In 2022, when the famous palm was moved from the Palm Roundabout to Mexico City’s Paseo de la Reforma and public voting for a new tree began, Ahuehuete, Mexico’s national tree, was chosen by the most votes.
Since June 5, 2023, when the Ahuehuete tree was transported and planted in the middle of the former “Palm Roundabout”, the iconic place has been renamed Glorieta del Ahuehuete (“The Ahuhuete Roundabout”).
During the turn of the century, Montezuma cypress trees lined the banks of the Rio Grande Valley; accounts from Spanish and Mexican colonists in the area called the stands of cypress “boundless.”
But that abundance began to diminish in 1846 with the start of the Mexican-American War. Historians approximate that 400 mature trees were clear-cut to build American General Zachary Taylor a temporary causeway.
Deforestation continued thereafter, escalating during the American Civil War in 1863 when the Montezuma cypress was used to build a port and fuel the boilers of steamboats. Not long after that, the trees were used to construct three railroads.

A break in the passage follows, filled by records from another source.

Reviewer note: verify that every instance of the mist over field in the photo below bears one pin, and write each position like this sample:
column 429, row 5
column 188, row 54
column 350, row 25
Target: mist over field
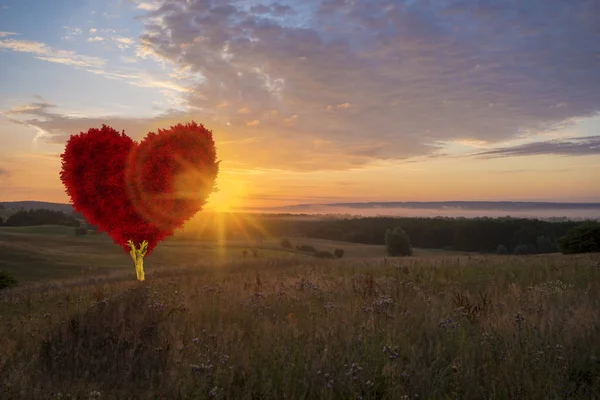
column 545, row 211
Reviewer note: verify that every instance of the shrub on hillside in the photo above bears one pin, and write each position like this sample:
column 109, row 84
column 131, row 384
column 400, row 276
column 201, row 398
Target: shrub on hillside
column 501, row 249
column 6, row 280
column 545, row 245
column 306, row 248
column 584, row 238
column 324, row 254
column 80, row 231
column 397, row 242
column 522, row 249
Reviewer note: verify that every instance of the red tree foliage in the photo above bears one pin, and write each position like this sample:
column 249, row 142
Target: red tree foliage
column 140, row 192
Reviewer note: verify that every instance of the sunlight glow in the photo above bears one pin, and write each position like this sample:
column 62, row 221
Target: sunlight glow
column 229, row 195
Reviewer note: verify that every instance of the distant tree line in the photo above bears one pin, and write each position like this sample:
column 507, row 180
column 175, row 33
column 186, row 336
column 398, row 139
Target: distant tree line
column 486, row 235
column 462, row 234
column 40, row 217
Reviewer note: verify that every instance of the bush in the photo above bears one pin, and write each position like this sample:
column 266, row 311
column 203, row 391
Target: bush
column 584, row 238
column 306, row 248
column 501, row 249
column 6, row 280
column 324, row 254
column 522, row 249
column 545, row 245
column 397, row 242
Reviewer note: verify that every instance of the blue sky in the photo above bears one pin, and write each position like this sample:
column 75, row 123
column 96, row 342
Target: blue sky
column 321, row 99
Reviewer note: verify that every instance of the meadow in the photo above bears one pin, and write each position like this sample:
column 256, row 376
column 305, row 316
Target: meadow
column 209, row 324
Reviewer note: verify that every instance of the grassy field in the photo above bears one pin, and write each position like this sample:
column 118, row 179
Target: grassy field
column 34, row 253
column 434, row 326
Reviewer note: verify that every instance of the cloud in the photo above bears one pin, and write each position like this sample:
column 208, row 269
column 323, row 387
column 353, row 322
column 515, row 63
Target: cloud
column 123, row 42
column 148, row 5
column 44, row 52
column 582, row 146
column 407, row 73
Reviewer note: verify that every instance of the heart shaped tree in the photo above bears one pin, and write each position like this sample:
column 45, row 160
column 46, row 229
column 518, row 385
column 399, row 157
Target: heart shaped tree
column 140, row 193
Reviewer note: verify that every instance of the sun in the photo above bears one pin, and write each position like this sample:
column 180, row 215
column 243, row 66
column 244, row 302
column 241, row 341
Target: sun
column 228, row 197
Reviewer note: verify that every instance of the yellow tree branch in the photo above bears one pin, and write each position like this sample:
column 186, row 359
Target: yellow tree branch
column 138, row 257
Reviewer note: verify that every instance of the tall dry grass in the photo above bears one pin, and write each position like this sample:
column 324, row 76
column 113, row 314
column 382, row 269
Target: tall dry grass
column 480, row 327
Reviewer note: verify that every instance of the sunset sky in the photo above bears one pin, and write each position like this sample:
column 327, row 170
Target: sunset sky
column 315, row 101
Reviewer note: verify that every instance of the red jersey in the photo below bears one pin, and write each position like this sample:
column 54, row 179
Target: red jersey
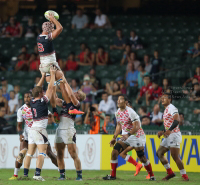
column 155, row 93
column 144, row 89
column 13, row 31
column 169, row 112
column 197, row 77
column 71, row 65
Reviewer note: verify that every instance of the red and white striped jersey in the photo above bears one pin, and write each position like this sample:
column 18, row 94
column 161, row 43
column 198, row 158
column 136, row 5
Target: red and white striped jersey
column 126, row 118
column 169, row 112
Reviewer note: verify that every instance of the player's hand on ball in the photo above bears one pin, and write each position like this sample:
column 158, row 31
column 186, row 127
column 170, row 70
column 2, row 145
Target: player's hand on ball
column 112, row 142
column 160, row 133
column 21, row 138
column 167, row 133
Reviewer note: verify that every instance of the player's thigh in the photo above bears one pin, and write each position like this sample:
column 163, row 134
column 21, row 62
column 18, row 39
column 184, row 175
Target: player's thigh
column 42, row 148
column 31, row 149
column 72, row 150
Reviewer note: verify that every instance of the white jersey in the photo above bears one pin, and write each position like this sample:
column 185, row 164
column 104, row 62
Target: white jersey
column 126, row 118
column 169, row 112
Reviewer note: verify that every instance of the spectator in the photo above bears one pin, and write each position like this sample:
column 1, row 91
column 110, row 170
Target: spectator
column 143, row 91
column 107, row 105
column 74, row 85
column 31, row 29
column 108, row 121
column 22, row 64
column 3, row 101
column 80, row 20
column 18, row 95
column 101, row 20
column 144, row 118
column 126, row 55
column 96, row 120
column 24, row 50
column 166, row 84
column 14, row 29
column 33, row 62
column 119, row 42
column 80, row 57
column 114, row 91
column 197, row 76
column 94, row 80
column 87, row 88
column 195, row 95
column 120, row 81
column 156, row 63
column 88, row 58
column 4, row 83
column 135, row 41
column 5, row 128
column 182, row 121
column 12, row 104
column 141, row 75
column 148, row 65
column 5, row 94
column 132, row 77
column 71, row 64
column 156, row 116
column 154, row 93
column 102, row 57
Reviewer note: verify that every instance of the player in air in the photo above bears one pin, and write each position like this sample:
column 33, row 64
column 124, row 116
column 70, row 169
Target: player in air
column 37, row 136
column 24, row 113
column 47, row 54
column 132, row 135
column 172, row 138
column 66, row 133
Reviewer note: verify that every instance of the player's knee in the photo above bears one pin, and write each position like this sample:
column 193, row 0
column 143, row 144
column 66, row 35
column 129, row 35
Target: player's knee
column 21, row 155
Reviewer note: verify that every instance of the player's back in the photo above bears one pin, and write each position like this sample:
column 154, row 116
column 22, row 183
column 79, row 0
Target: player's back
column 46, row 49
column 67, row 120
column 39, row 110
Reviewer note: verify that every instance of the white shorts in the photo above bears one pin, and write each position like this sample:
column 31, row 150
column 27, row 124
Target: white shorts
column 135, row 142
column 45, row 67
column 38, row 136
column 173, row 140
column 67, row 136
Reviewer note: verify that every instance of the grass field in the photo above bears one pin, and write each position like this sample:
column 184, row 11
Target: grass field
column 95, row 177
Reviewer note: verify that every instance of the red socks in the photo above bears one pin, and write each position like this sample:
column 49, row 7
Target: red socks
column 148, row 167
column 113, row 164
column 131, row 160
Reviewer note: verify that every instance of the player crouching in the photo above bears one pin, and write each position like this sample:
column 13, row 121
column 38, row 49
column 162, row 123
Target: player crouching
column 132, row 135
column 66, row 133
column 172, row 138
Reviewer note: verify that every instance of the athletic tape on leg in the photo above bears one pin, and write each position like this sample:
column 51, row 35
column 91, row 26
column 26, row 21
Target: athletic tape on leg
column 43, row 154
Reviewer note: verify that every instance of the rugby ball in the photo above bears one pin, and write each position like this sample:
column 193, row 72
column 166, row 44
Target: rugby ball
column 56, row 16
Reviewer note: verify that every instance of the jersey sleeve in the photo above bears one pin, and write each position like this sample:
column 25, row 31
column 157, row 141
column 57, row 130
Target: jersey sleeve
column 19, row 115
column 173, row 110
column 133, row 115
column 46, row 99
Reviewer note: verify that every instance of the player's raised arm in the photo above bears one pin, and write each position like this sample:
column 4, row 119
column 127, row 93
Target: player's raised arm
column 58, row 29
column 51, row 84
column 41, row 82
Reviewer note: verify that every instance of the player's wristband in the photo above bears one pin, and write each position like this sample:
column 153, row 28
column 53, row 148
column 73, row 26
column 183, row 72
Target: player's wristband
column 20, row 132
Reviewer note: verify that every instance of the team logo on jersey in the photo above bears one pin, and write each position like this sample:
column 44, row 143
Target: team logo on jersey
column 90, row 152
column 3, row 150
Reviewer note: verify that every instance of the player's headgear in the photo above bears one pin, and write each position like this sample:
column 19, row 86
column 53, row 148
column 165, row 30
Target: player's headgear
column 47, row 27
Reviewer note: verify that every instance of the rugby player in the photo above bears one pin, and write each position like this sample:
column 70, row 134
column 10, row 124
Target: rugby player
column 172, row 138
column 47, row 53
column 25, row 113
column 132, row 135
column 37, row 136
column 66, row 133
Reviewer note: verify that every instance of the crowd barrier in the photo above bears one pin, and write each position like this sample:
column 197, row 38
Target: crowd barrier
column 94, row 152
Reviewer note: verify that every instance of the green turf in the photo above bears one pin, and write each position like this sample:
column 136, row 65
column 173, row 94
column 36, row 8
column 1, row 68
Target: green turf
column 95, row 177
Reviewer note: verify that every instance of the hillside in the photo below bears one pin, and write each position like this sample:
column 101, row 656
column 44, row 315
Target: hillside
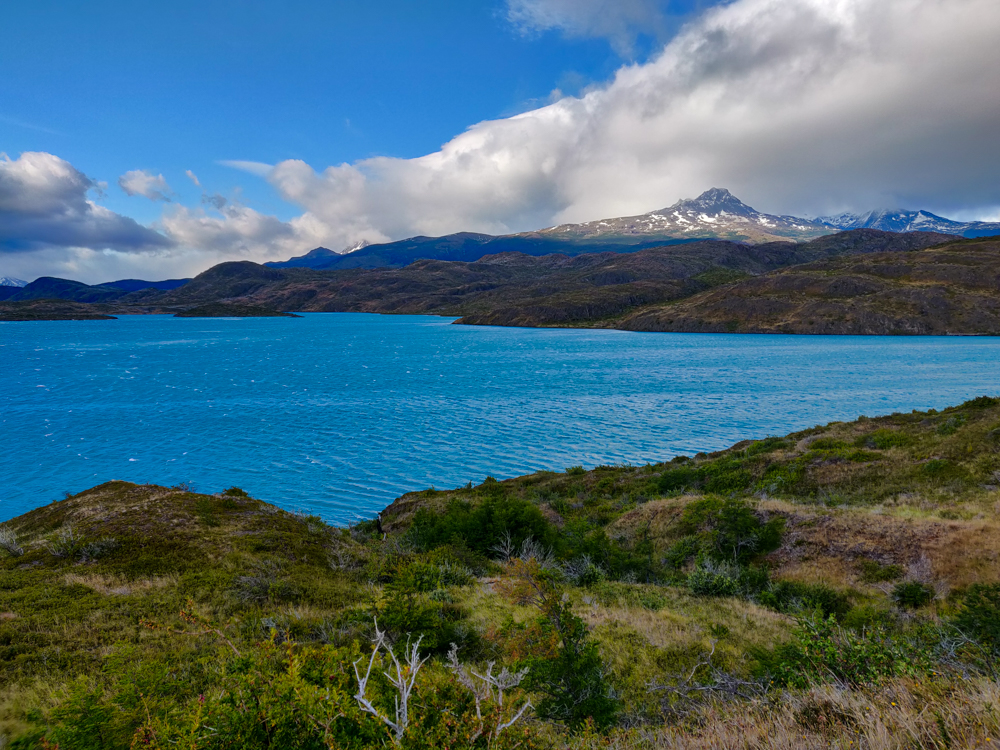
column 52, row 309
column 834, row 587
column 714, row 215
column 515, row 289
column 953, row 288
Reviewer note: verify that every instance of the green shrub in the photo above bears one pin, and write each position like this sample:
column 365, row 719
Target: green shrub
column 572, row 683
column 793, row 596
column 673, row 480
column 66, row 544
column 979, row 615
column 868, row 617
column 713, row 578
column 827, row 444
column 729, row 531
column 912, row 594
column 822, row 651
column 482, row 527
column 982, row 402
column 939, row 468
column 883, row 439
column 9, row 542
column 952, row 425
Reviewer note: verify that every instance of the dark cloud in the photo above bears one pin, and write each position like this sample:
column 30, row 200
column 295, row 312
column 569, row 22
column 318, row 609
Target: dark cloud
column 44, row 204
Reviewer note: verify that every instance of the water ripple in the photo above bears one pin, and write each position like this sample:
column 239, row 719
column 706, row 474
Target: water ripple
column 339, row 414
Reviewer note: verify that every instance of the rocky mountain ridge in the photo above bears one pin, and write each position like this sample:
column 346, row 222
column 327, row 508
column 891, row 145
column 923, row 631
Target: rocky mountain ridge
column 910, row 221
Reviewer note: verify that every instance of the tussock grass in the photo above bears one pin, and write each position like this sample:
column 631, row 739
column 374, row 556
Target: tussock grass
column 900, row 716
column 91, row 607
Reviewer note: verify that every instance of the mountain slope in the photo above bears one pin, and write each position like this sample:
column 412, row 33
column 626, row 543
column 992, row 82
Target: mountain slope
column 518, row 289
column 48, row 287
column 911, row 221
column 715, row 214
column 948, row 289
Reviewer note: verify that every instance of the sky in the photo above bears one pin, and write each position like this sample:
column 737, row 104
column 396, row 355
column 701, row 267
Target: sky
column 142, row 140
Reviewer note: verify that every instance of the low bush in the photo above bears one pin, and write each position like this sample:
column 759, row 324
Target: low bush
column 726, row 530
column 482, row 527
column 9, row 542
column 822, row 651
column 912, row 594
column 793, row 596
column 874, row 572
column 979, row 615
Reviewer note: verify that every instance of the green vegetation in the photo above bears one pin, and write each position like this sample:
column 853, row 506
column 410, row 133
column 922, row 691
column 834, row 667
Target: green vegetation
column 831, row 585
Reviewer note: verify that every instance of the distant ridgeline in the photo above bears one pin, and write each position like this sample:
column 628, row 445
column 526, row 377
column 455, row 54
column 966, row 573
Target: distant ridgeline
column 715, row 214
column 48, row 287
column 712, row 264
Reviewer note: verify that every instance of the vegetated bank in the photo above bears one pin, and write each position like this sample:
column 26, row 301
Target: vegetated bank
column 836, row 587
column 53, row 309
column 231, row 310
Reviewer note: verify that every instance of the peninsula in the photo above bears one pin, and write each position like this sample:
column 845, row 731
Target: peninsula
column 838, row 583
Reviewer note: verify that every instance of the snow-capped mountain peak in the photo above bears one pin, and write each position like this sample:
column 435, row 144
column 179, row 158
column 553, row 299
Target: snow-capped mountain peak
column 716, row 213
column 355, row 247
column 713, row 202
column 896, row 220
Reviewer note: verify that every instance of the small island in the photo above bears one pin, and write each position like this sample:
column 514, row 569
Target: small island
column 52, row 309
column 230, row 310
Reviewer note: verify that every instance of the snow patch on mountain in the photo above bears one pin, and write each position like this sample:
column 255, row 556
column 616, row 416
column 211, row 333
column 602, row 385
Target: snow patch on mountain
column 895, row 220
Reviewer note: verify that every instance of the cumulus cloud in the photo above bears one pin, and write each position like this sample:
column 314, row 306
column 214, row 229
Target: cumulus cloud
column 146, row 184
column 620, row 21
column 44, row 203
column 803, row 106
column 227, row 229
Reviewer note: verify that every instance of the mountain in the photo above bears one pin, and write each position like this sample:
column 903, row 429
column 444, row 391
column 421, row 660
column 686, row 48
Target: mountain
column 48, row 287
column 524, row 290
column 136, row 285
column 910, row 221
column 317, row 258
column 715, row 214
column 9, row 287
column 945, row 289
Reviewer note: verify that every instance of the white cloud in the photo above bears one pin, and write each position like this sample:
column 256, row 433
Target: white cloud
column 146, row 184
column 253, row 167
column 620, row 21
column 44, row 204
column 798, row 106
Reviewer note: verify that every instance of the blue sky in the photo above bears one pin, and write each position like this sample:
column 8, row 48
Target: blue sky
column 326, row 123
column 172, row 86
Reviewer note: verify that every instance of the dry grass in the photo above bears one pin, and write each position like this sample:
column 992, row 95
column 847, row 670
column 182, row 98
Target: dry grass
column 826, row 544
column 901, row 716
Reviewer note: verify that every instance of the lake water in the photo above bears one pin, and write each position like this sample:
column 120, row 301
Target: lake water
column 337, row 414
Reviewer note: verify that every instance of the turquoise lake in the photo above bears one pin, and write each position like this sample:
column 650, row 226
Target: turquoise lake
column 337, row 414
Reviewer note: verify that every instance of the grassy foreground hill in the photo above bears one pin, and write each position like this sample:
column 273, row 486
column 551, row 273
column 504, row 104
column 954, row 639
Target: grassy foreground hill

By 1919, where forests once thrived, only a few old-growth cypress trees remained at one site near the Mexico-U.S. border, on the Brownsville property of French immigrant Celestine Jagou, acquired in 1872.
The last old-growth stand
The stand of 69 trees in Brownsville, Texas, is the only significant natural stand of old-growth Montezuma Cypress in the USA. The Montezuma Cypress is closely related to the bald cypress of the southeastern USA.